Dan Farber adds his 2 cents in Is Google bringing Bigtable out of the closet? of April 4/ 2008.

Dave Winer Reads the Tea Leaves

Charging for Web services would be a new business model for Google, but Dave Winer's prescient mock interview with a pig at a Walnut Creek stoplight on March 29, 2008 went (in part) like this:

Pig: You know how Amazon has all those great web services.

Dave: Yes, ... I use them and they're great.

Pig: Well how would you like to get all those services and more, and get to run software in Google's cloud, just like all the people at Google do?

Dave: Yes, I would. ... How much would it cost?" I asked

Pig: That's the best part. ... For a guy like you, a blogger, with modest needs, it would be free.

The obvious implication is that the service wouldn't be free to all users.

Dave continued the next day in Why would Google Web Services cost $0?:

Google Web Services, or GWS, is the hypothetical competitor to Amazon Web Services that I wrote about yesterday.
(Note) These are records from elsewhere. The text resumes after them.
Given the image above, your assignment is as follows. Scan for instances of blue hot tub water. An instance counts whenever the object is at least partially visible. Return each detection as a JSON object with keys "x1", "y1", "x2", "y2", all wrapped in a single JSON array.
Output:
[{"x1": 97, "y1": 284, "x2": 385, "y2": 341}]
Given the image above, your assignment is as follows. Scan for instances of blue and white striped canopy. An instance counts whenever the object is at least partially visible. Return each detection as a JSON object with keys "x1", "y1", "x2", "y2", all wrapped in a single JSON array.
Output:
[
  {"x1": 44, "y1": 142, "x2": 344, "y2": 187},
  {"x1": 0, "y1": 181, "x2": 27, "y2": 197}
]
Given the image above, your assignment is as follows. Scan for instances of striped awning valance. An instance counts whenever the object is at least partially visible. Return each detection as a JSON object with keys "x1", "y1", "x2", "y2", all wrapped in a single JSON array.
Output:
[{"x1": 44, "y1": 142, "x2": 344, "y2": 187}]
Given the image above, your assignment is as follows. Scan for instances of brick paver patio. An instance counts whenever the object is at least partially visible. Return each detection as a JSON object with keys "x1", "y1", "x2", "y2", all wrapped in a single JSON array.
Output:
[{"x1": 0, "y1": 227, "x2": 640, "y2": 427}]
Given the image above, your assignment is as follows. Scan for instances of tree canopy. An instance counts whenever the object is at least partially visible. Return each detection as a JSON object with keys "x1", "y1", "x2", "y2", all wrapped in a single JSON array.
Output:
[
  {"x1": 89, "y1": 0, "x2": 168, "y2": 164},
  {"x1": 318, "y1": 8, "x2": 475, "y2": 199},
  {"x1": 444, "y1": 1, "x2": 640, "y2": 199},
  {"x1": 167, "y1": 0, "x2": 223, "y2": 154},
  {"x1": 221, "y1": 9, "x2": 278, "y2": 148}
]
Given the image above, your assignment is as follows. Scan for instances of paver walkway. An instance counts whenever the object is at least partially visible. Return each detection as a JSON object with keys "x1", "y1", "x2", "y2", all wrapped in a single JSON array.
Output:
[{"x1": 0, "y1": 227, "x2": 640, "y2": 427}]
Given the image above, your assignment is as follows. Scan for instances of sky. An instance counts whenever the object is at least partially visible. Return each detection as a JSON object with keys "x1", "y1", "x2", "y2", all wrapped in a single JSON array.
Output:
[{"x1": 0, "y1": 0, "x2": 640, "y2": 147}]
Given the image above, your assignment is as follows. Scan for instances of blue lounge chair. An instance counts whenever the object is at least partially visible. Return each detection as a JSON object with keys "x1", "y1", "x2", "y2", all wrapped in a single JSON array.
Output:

The first question that comes up is how can they afford to give it away? That came up in yesterday's comments and the answer is important enough to deserve its own blog post. ...

Flipped around, I don't see why Amazon charges me to use AWS. I think I produce as much value for them as I use just by writing about it, but they haven't been willing to bend (not that I've asked them to). If there was no cost to it, I'd use their services for new things that I'm not willing to try as long as I have to pay. I know that because there are projects I've not attempted because the cost was prohibitive. ...

Dave went on to surmise that Google gives away its services to increase the value of acquisitions that already use its technology and concluded:

What's hard to believe is how much of a running start Microsoft, Yahoo, and Google have been willing to let Amazon have.

Google might start with a free service like Google Base, but I'd bet that they would establish a tiered tariff with only heavy hitters paying a SimpleDB-like fee. The approach would be similar to Google Enterprise's Google Apps Premier Edition, which costs $50/year for an account. Google claims to have 100,000 Google Apps customers.

Note: Dave said in a 4/4/2008 comment to the TechCrunch post:

Mark, pretty sure the price will be $0, with some ceiling that keeps other infrastructure vendors from reselling Google’s service.

An exciting development for sure!

Update 4/6/2008: GigaOm's Kevin Kelleher comments on Dave's post in How Google Can Eat Amazon’s Lunch of March 31, 2008. Dave responds in a comment, Matthew Ingram posts Google: Why not make the cloud free?, and links to James Hamilton's Third Party Service Platform From Google? post of March 30, 2008. (James is an architect on the Windows Live Platform team. His Microsoft Research Bio says "Before Windows Live, James was General Manager of the Microsoft Exchange Hosted Services team which was formed as part of the FrontBridge Technologies acquisition.")

Al the Folknologist analyzes Dave's post in Is there a silver lining in Google's Cloud? of April 1, 2008 with the assumption that Google would offer an EC2 clone with a Cloud Virtual Machine, which could "run any suitable Java byte code that has been built with the CVM toolkit." His New value, old money, familiar issue? post of the next day suggests that cloud-based business data storage is analogous to storing money in banks.

On the Other Hand ...

Kevin Burton said on December 14, 2007 (the day that Amazon announced SimpleDB) in Google vs Amazon in Open Infrastructure:

Last time I checked, Amazon’s bandwidth pricing was insane. It would literally cost us 3x more to host Spinn3r. Granted, we process a LOT of data (from 60-160Mbits per month) but when your startup is successful you don’t want to burn it all your AdSense revenues on bandwidth invoices courtesy of Amazon.

It looks to me as if there's something wrong with Kevin's data volume figure (I process more Mbits than that per month) but it's doubtful if Google's terms of service would let folks use BigTable in direct competition. (Spinn3r is a pay-to-play blog search API.)